1. Eggs: When they are still in their shells, eggs can keep in the fridge for up to five weeks, according to the Food and Drug Administration. That time significantly decreases as soon as the eggs are either opened or cooked. Once boiled, eggs can be expected to last about a week in the fridge. The period for raw yolks and whites is even shorter - about two to four days. Fortunately, the warning signs that eggs have gone bad could not be clearer. Because of their bright white color, any discoloration will be immediately evident. And as for the stench that emanates from a bad egg - well, that's one everybody knows. Also, although it may be tempting, whole eggs should never be frozen, though raw yolks and whites can be kept in the freezer for up to a year.

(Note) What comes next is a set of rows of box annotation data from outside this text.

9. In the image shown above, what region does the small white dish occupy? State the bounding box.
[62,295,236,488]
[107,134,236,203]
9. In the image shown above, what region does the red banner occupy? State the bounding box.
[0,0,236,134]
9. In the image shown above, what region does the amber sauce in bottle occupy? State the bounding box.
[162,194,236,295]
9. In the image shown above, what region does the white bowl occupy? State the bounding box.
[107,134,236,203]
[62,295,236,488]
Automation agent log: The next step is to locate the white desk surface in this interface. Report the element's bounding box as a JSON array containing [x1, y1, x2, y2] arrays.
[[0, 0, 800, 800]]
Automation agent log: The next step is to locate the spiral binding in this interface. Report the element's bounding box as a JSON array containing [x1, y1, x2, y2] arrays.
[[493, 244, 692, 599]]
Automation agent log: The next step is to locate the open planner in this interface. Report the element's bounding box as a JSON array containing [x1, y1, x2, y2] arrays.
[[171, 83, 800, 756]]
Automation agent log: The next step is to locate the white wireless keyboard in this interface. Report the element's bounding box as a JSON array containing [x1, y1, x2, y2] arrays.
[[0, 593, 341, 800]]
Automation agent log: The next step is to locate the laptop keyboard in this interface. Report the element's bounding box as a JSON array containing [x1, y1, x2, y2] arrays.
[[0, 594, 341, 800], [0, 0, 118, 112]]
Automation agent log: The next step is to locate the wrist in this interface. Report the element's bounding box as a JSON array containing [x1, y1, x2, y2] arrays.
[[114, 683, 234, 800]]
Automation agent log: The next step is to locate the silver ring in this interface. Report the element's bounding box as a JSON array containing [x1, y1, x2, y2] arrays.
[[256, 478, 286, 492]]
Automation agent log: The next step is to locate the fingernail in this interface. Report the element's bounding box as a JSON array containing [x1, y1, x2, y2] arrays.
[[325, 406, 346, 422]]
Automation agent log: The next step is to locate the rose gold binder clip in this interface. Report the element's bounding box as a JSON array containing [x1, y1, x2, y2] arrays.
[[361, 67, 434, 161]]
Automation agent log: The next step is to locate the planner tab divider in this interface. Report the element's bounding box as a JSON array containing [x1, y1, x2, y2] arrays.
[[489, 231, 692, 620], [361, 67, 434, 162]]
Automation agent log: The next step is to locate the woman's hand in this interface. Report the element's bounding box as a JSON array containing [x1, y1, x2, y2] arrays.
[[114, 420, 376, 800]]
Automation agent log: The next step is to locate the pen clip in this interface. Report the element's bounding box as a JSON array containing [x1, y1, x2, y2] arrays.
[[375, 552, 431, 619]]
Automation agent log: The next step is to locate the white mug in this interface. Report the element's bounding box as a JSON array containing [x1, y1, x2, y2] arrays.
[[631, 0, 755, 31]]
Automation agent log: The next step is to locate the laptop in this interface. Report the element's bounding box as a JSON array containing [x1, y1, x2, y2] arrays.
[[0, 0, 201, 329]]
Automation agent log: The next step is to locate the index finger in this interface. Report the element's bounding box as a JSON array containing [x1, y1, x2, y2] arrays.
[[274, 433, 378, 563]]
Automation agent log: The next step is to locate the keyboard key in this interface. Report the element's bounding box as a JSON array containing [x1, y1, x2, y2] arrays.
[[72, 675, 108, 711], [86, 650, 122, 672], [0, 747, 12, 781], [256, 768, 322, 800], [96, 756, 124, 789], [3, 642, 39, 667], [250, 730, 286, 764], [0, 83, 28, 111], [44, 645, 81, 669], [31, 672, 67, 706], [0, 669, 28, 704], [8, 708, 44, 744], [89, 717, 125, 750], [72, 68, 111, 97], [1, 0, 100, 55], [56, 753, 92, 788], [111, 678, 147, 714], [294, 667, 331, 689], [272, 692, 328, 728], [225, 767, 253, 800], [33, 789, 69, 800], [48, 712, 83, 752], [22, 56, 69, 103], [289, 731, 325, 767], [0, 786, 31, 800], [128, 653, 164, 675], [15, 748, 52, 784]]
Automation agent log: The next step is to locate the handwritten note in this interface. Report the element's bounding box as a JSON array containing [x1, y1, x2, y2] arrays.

2. Raw hamburger meat: Unless a business is planning to use hamburger meat within a day or two, they should plan on storing it in the freezer, where it can comfortably last up to four months. Considering hamburger meat should only last about a day or two in a refrigeration unit, it is important to check it and make sure it's still good before preparing. Any sour smell given off by the meat could be a warning sign. Also, it is always recommended to eyeball the meat before beginning to prepare it. It should be red. If it retains a grey color 15 minutes after being removed from the fridge, it is not advisable to eat.
3. Fish: Generally fish can be kept in a refrigeration unit for one or two days and in the freezer for between two and six months. Like eggs, the process for ascertaining if fish is spoiled centers on smell. That is because not all fish gives off an unpleasant "fishy" odor - only fish that's gone bad. If the fish is fresh, it should give off very little odor at all. And, like hamburger meat, fish tends to turn an unnatural greyish hue if it is past a useable period. But the United States Department of Agriculture advises against worrying too much if only one of the factors is present. If, for example, fish appears grey but does not give off a strong odor, it is likely still good to use.
4. Strawberries: A salad and smoothie staple, restaurants are advised to always have fresh strawberries on hand. According to EatByDate, fresh whole strawberries can be safely stored in the fridge for five to seven days and last up to eight months in the freezer. Unlike the other foods on this list, which rely on smell and sight, strawberries call for touch to determine spoiling. A ripe strawberry is crisp and should not leave an indentation when touched. The softer and more mushy a strawberry gets, the worse it is.
In order to make sure the refrigeration units are working properly and are able to keep food as fresh as possible, cold storage areas should always come equipped with temperature monitoring equipment.